8 de março de 2004
Dicionários

No principio, quando Deus resolveu abrir o Verbo, foi de palavra em palavra que em seis dias Ele fez o Mundo. Mas, em seguida, do papo de Eva e a serpente até a fabricação das línguas na Torre de Babel, a palavra selou seu destino, que se resume no tom desdenhoso e amargo do comentário de Hamlet: "Palavras, palavras, palavras...".
De fato, para algo que começou a carreira com o status de condição e fórmula do mundo, a palavra acabar prisioneira de tanta controvérsia é uma prova de decadência difícil de refutar.

Borges tem um conto que ilustra bem o processo. Fala de uma civilização que ao desenvolver obsessivamente a cartografia acaba por fazer coincidir o mapa do país com o próprio território, inviabilizando tanto o país como a arte cartográfica. Talvez seja a isto, a esta passagem da palavra de invocação a véu do mundo, que Wittgenstein se refere quando fala em "enfeitiçamento da linguagem".

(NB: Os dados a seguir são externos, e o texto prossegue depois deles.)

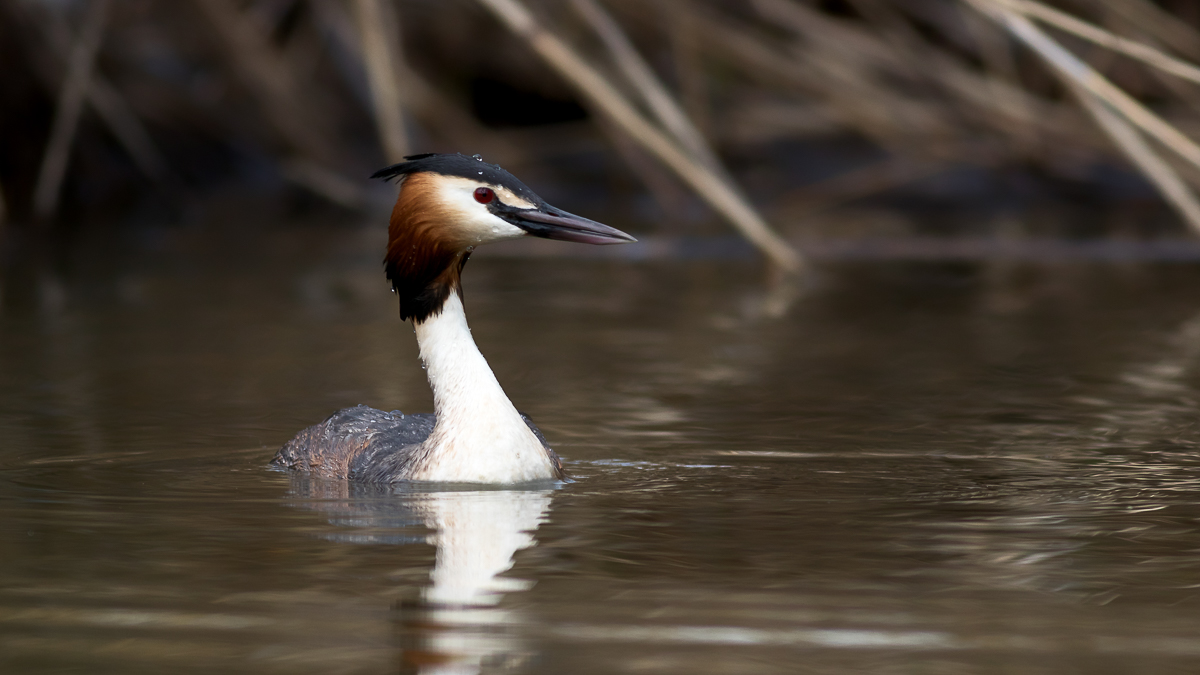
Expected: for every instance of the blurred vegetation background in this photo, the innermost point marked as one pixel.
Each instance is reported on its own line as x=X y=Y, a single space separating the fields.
x=667 y=117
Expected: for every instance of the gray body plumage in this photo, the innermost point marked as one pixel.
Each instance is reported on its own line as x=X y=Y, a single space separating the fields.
x=369 y=444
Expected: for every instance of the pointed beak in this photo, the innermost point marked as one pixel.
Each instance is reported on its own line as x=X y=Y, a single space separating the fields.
x=550 y=222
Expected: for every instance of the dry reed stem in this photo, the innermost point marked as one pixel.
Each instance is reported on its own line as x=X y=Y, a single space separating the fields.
x=1077 y=71
x=1098 y=96
x=379 y=30
x=69 y=108
x=605 y=97
x=1168 y=181
x=109 y=103
x=652 y=90
x=1079 y=28
x=1156 y=22
x=875 y=178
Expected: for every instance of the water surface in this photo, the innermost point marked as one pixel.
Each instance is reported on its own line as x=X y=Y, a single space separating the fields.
x=892 y=469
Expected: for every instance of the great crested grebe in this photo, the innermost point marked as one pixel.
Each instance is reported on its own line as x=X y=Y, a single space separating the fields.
x=448 y=204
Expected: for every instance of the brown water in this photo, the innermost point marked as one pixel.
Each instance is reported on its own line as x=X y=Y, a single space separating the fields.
x=915 y=469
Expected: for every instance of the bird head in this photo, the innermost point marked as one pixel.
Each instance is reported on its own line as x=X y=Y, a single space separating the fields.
x=449 y=204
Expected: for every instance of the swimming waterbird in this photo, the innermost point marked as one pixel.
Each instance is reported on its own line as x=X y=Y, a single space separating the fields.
x=448 y=204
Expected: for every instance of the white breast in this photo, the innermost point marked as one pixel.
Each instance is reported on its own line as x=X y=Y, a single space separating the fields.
x=479 y=436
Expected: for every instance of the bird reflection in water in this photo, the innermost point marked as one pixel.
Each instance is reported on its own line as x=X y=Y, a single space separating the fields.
x=454 y=626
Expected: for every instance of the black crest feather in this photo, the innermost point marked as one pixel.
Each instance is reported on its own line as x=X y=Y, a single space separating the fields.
x=462 y=166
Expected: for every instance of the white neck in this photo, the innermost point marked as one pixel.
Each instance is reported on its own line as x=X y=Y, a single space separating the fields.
x=479 y=436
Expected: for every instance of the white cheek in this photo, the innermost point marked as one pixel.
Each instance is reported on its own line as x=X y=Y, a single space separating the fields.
x=474 y=221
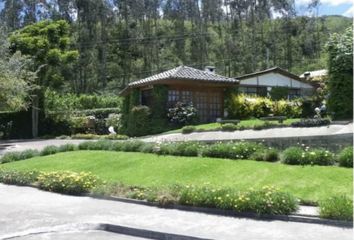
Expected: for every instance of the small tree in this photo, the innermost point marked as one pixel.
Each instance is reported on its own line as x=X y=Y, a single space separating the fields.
x=16 y=80
x=340 y=70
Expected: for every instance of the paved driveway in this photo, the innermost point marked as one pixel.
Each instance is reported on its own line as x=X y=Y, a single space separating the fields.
x=25 y=210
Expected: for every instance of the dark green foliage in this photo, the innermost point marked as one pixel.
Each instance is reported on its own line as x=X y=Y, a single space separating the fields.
x=345 y=157
x=265 y=201
x=340 y=70
x=55 y=102
x=182 y=114
x=269 y=155
x=292 y=155
x=188 y=129
x=48 y=43
x=180 y=149
x=299 y=156
x=237 y=150
x=67 y=147
x=48 y=150
x=278 y=93
x=311 y=122
x=17 y=156
x=229 y=127
x=129 y=146
x=18 y=177
x=337 y=207
x=95 y=145
x=67 y=182
x=139 y=121
x=15 y=125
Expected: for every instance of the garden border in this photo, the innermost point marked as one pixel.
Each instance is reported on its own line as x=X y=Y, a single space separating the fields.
x=220 y=212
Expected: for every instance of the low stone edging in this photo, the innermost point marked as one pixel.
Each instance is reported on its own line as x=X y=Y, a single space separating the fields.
x=221 y=212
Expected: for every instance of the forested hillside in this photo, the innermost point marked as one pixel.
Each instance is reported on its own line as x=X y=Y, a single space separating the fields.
x=119 y=41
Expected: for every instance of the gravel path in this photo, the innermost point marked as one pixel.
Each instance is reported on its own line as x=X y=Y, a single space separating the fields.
x=255 y=134
x=25 y=210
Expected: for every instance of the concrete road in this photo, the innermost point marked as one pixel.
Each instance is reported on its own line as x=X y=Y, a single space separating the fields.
x=286 y=132
x=25 y=211
x=20 y=145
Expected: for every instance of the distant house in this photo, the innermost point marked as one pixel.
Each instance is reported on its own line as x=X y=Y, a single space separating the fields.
x=204 y=89
x=317 y=76
x=262 y=82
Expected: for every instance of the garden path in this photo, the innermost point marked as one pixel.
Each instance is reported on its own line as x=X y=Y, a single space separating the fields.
x=25 y=210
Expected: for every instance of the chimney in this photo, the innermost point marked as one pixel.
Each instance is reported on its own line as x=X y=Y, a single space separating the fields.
x=210 y=69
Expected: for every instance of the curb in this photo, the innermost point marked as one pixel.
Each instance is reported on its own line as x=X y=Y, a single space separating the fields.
x=136 y=232
x=301 y=218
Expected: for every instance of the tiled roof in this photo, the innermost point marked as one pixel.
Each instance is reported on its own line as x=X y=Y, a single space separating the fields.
x=273 y=69
x=316 y=73
x=185 y=73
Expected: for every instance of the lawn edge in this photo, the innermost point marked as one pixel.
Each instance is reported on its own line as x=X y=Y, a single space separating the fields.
x=220 y=212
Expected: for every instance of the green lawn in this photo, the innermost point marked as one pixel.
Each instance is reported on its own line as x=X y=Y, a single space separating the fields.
x=307 y=183
x=244 y=123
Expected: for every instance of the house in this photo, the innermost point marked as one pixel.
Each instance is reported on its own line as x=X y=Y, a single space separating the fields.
x=316 y=77
x=204 y=89
x=261 y=83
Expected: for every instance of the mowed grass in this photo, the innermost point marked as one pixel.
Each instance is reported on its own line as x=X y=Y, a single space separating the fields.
x=243 y=123
x=310 y=183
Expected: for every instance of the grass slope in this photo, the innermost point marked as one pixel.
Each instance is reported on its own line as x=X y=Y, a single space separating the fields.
x=308 y=183
x=243 y=123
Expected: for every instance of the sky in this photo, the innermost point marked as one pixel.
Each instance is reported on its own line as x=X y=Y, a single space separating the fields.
x=327 y=7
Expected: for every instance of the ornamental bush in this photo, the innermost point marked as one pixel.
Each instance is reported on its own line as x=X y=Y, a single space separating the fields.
x=232 y=150
x=292 y=156
x=345 y=157
x=182 y=113
x=337 y=207
x=269 y=155
x=67 y=182
x=48 y=150
x=188 y=129
x=299 y=156
x=179 y=149
x=18 y=177
x=268 y=200
x=241 y=106
x=17 y=156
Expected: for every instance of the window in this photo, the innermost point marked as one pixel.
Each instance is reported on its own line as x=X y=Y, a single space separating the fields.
x=173 y=96
x=294 y=93
x=146 y=97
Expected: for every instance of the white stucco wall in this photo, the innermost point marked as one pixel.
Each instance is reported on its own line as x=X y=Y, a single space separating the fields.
x=274 y=80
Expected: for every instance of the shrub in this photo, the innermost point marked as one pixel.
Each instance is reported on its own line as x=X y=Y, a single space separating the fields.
x=298 y=156
x=17 y=156
x=229 y=127
x=266 y=201
x=269 y=155
x=337 y=207
x=114 y=120
x=346 y=157
x=238 y=150
x=182 y=113
x=188 y=129
x=312 y=122
x=17 y=177
x=67 y=147
x=48 y=150
x=243 y=107
x=67 y=182
x=128 y=146
x=318 y=157
x=292 y=156
x=90 y=136
x=180 y=149
x=139 y=122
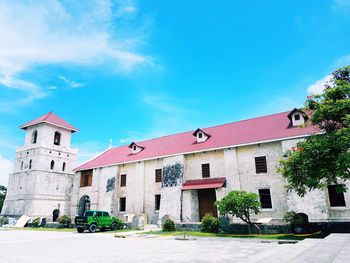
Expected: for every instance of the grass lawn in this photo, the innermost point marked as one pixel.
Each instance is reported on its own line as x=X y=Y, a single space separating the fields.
x=271 y=236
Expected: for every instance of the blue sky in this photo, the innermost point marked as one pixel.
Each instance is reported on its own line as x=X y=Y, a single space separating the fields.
x=133 y=70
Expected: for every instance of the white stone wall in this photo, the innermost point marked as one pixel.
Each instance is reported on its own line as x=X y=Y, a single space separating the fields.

Nessa confusão babélica em que as palavras podem ser tanto caminho quanto abismo, os dicionários tornam-se leitura obrigatória, isto é, um lugar comum do qual não é seguro se afastar. Há quem chegue a considerá-los a única leitura "madura", à exceção dos clássicos. Um exagero, claro. Mas não há como negar que dicionários são sempre úteis - seja para esclarecer, seja para confundir, seja simplesmente para divertir.

É no primeiro caso que se inclui "Por dentro das palavras da nossa língua portuguesa", de Domício Proença Filho. Lá se esclarecem muitas dessas pequenas, intermitentes e insolúveis dúvidas que assaltam os que escrevem diariamente e que parecem escapar a toda tentativa de memorização: beneficência ou beneficiência? Bicarbonato ou bicabornato? Cabeleireiro ou cabelereiro? Bugigangas ou bugingangas? Cataclismo ou cataclisma? Aforismo ou aforisma? Disenteria ou desinteria? E por aí vai...

Já "A casa da mãe Joana 2", de Reinaldo Pimenta está entre esses livros que mais diverte do que instrui, o que não lhe tira o mérito, ao contrário, acrescenta-lhe o brilho extra do supérfluo. No rastro do sucesso do primeiro livro, Pimenta soube manter o charme das definições engraçadas de termos e expressões cotidianas que raramente nos perguntamos de onde vêm. Um bom exemplo é a expressão "à beça", que abre o livro.

"À beça" é um legado de Rodrigues Alves, presidente do Brasil de 1902 a 1906. Um certo Gumercindo Bessa havia polemizado com Rui Barbosa sobre a Questão Acreana e apresentara uma lista infindável de argumentos. Venceu literalmente pelo cansaço. Rodrigues Alves, vendo-se pressionado por um correligionário que usava do mesmo artifício para defender um pedido, mandou na lata: "O senhor tem argumentos à Bessa". Estava criada a expressão, talvez a única com chancela presidencial. O mistério é como passou-se dos ss para o ç.

Finalmente, o Dicionário Filosófico, de André Comte-Sponville, está aí, como diria o Chacrinha, não para explicar, mas para confundir - e isto não é uma crítica, como poderia concluir o leitor apressado, mas uma exaltação. Dicionário de filosofia que se preze é sempre um diálogo entre o presente e a tradição - porque talvez não haja outro campo onde as palavras mudem mais de significado com o tempo do que a filosofia. Como o modelo de Sponville é Voltaire, esse diálogo se dá com elegância e ironia. Enfim, uma delícia para quem gosta de filosofia.